Notes on blktap2 and tapdisk 

 

# Some notes on how how tapdevs and associated devices are created. It begins here:
 
libxl:libxl__blktap_devpath calls libblktapctl.so:tap_ctl_create directly.
xenops/device.ml:mount calls it indirectly by invoking tap-ctl with the create option (which calls tap-ctl:tap_cli_create)
  
# This function in libblktapctl.so does 4 important things that are listed below
tap_cli_create:
  tap_ctl_allocate
  tap_ctl_spawn
  tap_ctl_attach
  tap_ctl_open
  
tap_ctl_allocate:
  # Open the blktap driver
  # Allocate a ring device and an IO device using the BLKTAP2_IOCTL_ALLOC_TAP ioctl (see below).
  # tap_ctl_make_device then makes the ring device node /dev/xen/blktap-2/blktapX and an IO device node /devxen/blktap-2/tapdevX
  
tap_ctl_spawn:
  # Start a new tapdisk2 process that will be associated with the X tap devices.
  # tapdisk2 creates the listener socket for the new process.
  # tapdisk2 registers the tapdisk_control_handle_request
  
tap_ctl_attach:
  # Attach to the listening tapdisk2 process just started so now messages can be passed between libblktapctl.so and that process.
  
tap_ctl_open:
  # Send the TAPDISK_MESSAGE_OPEN to the new tapdisk2 process.
  
# In the new tapdisk2 process associated with the X devices allocated above.
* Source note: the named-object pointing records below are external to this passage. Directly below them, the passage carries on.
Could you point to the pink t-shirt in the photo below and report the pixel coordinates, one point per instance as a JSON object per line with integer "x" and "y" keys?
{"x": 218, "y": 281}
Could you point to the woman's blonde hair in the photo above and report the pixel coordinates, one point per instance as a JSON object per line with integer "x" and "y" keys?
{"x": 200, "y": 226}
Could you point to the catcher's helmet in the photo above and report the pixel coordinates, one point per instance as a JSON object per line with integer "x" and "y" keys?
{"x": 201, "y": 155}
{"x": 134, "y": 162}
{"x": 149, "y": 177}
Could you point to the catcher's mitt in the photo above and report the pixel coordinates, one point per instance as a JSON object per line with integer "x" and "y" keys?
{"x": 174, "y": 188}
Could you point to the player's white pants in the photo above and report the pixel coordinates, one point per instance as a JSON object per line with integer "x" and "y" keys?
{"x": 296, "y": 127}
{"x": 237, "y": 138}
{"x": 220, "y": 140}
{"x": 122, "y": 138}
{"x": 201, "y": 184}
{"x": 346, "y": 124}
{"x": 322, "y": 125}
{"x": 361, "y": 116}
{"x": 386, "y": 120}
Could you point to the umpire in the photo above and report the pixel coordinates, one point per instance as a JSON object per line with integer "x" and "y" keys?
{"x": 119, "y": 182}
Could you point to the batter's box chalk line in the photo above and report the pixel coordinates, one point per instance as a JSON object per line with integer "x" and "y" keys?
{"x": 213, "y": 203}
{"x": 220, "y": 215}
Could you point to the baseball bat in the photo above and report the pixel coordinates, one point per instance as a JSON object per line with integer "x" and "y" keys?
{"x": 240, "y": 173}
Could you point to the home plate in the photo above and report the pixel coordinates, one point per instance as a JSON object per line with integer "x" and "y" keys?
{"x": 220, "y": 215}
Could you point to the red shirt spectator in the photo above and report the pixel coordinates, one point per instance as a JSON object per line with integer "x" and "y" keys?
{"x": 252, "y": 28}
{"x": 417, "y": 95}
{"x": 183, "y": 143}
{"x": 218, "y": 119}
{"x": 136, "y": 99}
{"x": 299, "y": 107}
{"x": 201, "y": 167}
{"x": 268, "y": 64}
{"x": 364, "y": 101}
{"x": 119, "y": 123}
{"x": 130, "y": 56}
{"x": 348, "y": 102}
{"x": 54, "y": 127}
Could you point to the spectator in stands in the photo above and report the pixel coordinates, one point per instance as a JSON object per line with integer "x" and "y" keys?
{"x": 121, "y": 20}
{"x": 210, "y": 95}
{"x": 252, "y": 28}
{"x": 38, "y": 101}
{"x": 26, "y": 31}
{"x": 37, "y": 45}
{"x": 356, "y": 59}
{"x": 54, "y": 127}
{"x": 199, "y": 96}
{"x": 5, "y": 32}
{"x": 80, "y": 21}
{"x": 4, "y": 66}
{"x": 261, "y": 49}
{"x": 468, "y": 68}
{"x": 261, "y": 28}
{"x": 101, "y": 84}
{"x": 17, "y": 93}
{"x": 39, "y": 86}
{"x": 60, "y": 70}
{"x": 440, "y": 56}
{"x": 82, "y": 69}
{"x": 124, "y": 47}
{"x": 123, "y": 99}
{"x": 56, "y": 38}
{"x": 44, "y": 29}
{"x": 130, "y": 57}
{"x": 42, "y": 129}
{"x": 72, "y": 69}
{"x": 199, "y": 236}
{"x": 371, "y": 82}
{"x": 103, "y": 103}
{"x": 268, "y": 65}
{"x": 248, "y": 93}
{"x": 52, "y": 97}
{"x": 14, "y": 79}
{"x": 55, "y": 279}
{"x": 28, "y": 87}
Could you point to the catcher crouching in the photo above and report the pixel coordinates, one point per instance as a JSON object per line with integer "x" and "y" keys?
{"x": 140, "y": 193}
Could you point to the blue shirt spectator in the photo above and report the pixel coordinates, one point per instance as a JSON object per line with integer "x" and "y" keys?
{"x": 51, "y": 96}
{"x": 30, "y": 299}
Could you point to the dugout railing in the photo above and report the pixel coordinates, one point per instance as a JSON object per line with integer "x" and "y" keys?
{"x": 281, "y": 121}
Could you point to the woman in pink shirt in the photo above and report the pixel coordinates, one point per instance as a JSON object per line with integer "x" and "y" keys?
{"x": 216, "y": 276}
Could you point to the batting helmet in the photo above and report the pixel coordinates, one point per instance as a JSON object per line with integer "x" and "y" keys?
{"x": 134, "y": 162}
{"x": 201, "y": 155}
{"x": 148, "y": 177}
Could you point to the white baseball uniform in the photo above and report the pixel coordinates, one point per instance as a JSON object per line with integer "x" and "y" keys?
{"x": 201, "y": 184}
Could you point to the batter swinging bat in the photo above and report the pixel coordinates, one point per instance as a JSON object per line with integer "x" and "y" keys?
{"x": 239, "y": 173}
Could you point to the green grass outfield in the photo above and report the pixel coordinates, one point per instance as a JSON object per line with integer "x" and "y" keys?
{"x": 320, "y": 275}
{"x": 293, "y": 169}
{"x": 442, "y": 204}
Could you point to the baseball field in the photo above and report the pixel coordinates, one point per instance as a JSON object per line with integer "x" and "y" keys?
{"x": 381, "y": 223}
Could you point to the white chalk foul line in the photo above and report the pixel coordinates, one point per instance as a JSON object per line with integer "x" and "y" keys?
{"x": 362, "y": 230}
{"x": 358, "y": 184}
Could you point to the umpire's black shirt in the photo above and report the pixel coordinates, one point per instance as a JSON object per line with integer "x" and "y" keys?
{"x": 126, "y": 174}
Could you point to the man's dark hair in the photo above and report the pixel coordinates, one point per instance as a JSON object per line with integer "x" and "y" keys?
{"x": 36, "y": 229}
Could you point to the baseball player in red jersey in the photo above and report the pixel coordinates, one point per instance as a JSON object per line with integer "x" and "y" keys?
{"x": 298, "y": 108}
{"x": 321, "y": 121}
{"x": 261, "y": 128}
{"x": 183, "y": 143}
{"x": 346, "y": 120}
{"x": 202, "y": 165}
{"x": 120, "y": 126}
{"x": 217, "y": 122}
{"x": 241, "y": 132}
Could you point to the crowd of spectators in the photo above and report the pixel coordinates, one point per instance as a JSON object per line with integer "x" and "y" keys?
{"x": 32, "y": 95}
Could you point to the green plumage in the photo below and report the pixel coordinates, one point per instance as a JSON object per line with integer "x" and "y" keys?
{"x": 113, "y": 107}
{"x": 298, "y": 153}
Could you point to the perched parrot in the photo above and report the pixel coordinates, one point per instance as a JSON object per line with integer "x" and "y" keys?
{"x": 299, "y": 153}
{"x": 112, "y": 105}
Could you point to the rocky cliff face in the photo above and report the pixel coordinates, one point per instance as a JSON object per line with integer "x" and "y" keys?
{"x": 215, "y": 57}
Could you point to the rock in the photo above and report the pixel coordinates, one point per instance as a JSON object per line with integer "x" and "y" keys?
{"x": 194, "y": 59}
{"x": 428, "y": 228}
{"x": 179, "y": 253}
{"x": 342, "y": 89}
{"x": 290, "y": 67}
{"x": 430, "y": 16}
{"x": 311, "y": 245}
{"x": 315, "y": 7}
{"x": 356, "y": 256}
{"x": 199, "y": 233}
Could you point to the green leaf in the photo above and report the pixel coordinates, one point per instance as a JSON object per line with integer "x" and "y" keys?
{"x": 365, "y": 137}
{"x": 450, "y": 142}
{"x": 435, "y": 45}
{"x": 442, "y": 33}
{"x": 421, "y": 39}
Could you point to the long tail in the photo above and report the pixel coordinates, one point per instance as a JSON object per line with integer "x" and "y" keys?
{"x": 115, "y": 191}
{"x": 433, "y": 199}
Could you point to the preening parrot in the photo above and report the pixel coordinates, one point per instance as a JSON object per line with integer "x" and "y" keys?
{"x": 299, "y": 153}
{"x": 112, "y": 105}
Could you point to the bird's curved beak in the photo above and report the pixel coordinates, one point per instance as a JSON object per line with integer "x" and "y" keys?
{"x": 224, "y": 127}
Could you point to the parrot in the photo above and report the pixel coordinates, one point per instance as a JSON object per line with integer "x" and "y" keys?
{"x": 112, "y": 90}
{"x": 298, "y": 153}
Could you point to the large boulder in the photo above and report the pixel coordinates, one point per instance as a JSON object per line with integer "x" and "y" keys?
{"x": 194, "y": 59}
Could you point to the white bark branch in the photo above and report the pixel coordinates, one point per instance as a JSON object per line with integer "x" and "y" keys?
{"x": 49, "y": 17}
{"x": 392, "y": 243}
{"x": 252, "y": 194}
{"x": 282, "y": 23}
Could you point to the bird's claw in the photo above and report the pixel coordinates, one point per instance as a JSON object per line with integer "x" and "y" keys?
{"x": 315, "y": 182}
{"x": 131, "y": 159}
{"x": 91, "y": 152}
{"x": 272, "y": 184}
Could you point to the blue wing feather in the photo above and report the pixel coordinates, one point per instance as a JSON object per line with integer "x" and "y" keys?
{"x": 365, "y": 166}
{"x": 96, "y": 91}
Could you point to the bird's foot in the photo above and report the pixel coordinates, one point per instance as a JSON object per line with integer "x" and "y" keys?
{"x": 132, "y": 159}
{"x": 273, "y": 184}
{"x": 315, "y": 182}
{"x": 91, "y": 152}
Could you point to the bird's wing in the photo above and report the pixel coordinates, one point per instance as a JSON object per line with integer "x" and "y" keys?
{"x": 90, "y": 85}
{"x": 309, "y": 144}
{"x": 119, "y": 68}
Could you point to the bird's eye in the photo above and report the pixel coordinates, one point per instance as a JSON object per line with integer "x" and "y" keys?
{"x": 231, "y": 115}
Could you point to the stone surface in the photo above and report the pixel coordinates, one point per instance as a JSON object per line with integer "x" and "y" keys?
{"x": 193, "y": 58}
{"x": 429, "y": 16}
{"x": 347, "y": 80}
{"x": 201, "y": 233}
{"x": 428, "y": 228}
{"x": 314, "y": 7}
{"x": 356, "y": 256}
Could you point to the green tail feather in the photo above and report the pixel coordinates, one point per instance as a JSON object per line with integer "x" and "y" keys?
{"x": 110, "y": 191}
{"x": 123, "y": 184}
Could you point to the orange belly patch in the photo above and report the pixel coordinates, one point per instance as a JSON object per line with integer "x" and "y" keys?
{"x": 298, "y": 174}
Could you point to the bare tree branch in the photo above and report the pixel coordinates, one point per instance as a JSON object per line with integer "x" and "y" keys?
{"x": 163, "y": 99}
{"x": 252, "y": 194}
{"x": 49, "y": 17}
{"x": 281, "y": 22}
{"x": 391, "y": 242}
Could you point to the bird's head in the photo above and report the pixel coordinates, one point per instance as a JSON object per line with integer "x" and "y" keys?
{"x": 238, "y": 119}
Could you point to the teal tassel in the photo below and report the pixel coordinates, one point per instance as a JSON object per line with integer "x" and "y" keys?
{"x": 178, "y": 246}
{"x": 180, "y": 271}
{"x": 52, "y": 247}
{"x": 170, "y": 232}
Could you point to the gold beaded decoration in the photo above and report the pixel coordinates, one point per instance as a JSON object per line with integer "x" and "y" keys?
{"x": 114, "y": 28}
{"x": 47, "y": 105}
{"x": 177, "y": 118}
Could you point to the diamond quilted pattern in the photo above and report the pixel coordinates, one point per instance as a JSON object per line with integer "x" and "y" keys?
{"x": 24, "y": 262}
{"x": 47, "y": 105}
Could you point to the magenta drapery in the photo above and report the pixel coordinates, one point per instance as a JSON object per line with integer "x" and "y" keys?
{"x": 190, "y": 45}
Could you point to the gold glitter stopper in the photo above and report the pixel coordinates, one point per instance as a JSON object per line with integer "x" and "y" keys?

tapdisk_control_handle_request:
  # Get message TAPDISK_MESSAGE_OPEN and call:
  tapdisk_control_open_image:
    # Send the BLKTAP2_IOCTL_CREATE_DEVICE ioctl to blkdev (see below).
# Down in the blktap driver, the above activity translates to:
blktap_control_ioctl:
  # BLKTAP2_IOCTL_ALLOC_TAP maps to BLKTAP_IOCTL_ALLOC_TAP
  # Call blktap_control_create_tap to create the tap ring and IO devices.
  
blktap_ring_ioctl:
  # BLKTAP2_IOCTL_CREATE_DEVICE maps to BLKTAP_IOCTL_CREATE_DEVICE_COMPAT. Calls:
  blktap_device_create:
    # Sets up the /dev/tdx node name (note little x corresponds to a, b, c...)
    # Creates and adds the actual block device with add_disk() (see include/linux/genhd.h for generic block disk devices).
    # The rest happens in the standard udev way.
  
 
NOTE: when destroying a tapdev with tap-ctl the process id is the tapdisk2 process that own the tap devs. The minor number is what is called X above.